SkillAgentSearch skills...

Healthchecks

Open-source cron job and background task monitoring service, written in Python & Django

Install / Use

/learn @healthchecks/Healthchecks
About this skill

Quality Score

0/100

Category

Operations

Supported Platforms

Universal

README

Healthchecks

Tests Coverage Status

Healthchecks is a cron job monitoring service. It listens for HTTP requests and email messages ("pings") from your cron jobs and scheduled tasks ("checks").

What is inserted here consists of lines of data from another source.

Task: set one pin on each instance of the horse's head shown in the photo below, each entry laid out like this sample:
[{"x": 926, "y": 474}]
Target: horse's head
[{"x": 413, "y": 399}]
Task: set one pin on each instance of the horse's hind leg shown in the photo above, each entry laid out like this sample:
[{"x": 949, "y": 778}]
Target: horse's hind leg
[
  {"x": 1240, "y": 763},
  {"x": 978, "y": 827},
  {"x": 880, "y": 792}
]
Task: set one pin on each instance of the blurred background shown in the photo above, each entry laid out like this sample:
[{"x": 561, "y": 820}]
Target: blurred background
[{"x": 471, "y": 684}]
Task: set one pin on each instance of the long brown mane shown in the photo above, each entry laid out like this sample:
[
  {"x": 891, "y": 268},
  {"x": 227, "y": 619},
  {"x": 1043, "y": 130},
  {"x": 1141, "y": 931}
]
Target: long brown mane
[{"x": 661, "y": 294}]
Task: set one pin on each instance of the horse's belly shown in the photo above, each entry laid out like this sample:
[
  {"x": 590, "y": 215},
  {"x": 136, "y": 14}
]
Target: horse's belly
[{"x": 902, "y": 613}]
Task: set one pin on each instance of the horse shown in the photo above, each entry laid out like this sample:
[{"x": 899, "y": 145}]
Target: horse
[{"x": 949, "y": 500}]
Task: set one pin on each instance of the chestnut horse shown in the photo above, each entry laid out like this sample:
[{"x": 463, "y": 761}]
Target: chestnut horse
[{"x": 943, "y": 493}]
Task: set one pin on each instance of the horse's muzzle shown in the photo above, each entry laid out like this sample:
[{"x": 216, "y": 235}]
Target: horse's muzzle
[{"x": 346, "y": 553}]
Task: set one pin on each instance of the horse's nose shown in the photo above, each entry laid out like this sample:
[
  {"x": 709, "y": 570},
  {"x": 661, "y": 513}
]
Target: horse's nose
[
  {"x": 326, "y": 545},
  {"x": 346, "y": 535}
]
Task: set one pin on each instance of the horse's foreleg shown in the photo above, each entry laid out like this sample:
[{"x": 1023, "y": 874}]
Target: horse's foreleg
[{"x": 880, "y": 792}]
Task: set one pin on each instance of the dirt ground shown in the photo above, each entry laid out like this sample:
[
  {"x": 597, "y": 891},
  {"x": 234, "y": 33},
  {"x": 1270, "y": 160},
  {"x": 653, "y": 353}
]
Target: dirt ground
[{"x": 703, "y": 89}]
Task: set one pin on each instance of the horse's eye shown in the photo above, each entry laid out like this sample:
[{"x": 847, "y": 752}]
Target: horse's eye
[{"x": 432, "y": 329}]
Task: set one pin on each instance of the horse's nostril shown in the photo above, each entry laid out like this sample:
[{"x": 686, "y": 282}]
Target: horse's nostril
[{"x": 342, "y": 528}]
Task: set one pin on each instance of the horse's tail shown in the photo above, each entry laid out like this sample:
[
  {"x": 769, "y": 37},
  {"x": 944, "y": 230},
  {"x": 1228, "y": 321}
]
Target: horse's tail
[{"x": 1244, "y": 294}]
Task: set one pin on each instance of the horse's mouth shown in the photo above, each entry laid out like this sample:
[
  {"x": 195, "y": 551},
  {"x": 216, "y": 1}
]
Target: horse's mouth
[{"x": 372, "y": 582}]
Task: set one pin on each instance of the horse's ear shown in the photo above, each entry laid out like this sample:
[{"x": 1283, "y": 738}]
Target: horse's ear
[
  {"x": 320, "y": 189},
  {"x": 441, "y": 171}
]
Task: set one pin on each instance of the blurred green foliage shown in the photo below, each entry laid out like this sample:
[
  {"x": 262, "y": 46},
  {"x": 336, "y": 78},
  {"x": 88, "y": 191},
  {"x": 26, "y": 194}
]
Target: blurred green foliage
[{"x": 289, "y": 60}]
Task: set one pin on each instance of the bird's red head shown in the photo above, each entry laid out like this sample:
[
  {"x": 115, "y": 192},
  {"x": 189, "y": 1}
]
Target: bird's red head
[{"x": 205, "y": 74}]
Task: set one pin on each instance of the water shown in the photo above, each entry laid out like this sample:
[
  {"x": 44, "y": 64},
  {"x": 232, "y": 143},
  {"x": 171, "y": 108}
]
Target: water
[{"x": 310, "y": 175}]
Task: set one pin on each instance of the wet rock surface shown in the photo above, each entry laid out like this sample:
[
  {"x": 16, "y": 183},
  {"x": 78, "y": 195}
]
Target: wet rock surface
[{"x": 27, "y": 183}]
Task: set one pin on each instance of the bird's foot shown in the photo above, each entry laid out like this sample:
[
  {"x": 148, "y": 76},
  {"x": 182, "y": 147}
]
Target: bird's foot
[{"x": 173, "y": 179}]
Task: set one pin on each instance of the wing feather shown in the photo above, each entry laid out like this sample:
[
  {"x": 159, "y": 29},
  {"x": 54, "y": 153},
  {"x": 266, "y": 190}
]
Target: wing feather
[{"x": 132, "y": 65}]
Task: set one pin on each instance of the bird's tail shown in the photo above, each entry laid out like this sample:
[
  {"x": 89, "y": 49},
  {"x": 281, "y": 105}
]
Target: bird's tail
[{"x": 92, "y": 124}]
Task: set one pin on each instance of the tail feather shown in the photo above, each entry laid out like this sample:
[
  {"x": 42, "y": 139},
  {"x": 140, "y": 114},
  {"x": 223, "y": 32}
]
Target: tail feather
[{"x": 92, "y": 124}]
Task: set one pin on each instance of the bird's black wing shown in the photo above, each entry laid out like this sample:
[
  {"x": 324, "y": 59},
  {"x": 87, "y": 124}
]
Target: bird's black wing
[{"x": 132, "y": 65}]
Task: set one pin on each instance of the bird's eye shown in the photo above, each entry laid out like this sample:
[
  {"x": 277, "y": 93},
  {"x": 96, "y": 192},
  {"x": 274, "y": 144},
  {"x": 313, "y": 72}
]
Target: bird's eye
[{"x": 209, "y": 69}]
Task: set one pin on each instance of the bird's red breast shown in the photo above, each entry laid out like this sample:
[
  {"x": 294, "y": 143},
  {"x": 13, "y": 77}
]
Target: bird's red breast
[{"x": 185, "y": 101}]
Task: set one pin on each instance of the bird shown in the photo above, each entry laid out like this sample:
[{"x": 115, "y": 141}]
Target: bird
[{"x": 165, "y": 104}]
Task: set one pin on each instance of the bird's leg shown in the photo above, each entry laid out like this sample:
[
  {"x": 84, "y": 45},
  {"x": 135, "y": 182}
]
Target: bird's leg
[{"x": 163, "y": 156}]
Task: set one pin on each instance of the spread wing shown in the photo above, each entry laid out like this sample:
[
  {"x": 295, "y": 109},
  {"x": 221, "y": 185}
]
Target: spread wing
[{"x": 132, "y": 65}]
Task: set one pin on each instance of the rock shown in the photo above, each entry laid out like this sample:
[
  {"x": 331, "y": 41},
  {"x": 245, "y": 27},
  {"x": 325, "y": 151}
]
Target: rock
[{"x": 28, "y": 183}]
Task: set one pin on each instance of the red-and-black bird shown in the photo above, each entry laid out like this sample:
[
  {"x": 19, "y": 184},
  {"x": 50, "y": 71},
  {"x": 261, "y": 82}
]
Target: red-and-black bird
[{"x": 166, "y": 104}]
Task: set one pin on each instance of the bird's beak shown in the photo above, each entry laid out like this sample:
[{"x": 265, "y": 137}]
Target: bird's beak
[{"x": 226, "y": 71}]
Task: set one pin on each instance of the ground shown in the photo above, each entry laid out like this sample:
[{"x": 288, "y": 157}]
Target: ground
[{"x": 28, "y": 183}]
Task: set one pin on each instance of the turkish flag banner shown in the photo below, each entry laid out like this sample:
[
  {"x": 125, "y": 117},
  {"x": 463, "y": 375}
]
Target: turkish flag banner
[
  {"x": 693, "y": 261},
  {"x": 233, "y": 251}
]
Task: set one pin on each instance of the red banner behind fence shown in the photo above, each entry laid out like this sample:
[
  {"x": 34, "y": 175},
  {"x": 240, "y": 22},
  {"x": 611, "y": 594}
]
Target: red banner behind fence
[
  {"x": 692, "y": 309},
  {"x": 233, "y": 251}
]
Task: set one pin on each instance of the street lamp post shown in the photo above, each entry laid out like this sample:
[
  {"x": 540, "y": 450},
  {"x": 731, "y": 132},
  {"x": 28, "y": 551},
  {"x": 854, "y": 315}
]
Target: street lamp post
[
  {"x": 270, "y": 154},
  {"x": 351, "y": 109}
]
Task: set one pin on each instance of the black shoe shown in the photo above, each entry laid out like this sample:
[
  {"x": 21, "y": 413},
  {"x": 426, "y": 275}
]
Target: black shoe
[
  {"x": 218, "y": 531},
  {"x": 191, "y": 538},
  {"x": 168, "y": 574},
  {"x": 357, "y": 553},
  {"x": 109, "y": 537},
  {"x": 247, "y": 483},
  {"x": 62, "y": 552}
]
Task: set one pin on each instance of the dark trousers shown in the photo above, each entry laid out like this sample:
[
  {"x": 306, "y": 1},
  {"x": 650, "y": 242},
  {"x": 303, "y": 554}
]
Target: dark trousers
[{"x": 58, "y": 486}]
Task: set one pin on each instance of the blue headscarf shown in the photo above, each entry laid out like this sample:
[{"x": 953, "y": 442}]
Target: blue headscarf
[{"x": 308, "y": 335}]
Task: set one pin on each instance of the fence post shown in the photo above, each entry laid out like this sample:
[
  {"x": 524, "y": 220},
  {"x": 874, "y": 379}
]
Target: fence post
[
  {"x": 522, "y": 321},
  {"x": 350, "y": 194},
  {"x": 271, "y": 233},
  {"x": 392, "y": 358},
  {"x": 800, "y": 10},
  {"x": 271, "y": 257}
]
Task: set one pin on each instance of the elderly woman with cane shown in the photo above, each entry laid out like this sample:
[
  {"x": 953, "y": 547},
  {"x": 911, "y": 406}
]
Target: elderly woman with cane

When a ping does not arrive on time, Healthchecks sends out alerts.

Healthchecks comes with a web dashboard, API, 25+ integrations for delivering notifications, monthly email reports, WebAuthn 2FA support, team management features: projects, team members, read-only access.

The building blocks are:

  • Python 3.12+
  • Django 6.0
  • PostgreSQL, MySQL or MariaDB

Healthchecks is licensed under the BSD 3-clause license.

Healthchecks is available as a hosted service at https://healthchecks.io/.

A Dockerfile and pre-built Docker images are available.

Screenshots:

The "My Checks" screen. Shows the status of all your cron jobs in a live-updating dashboard.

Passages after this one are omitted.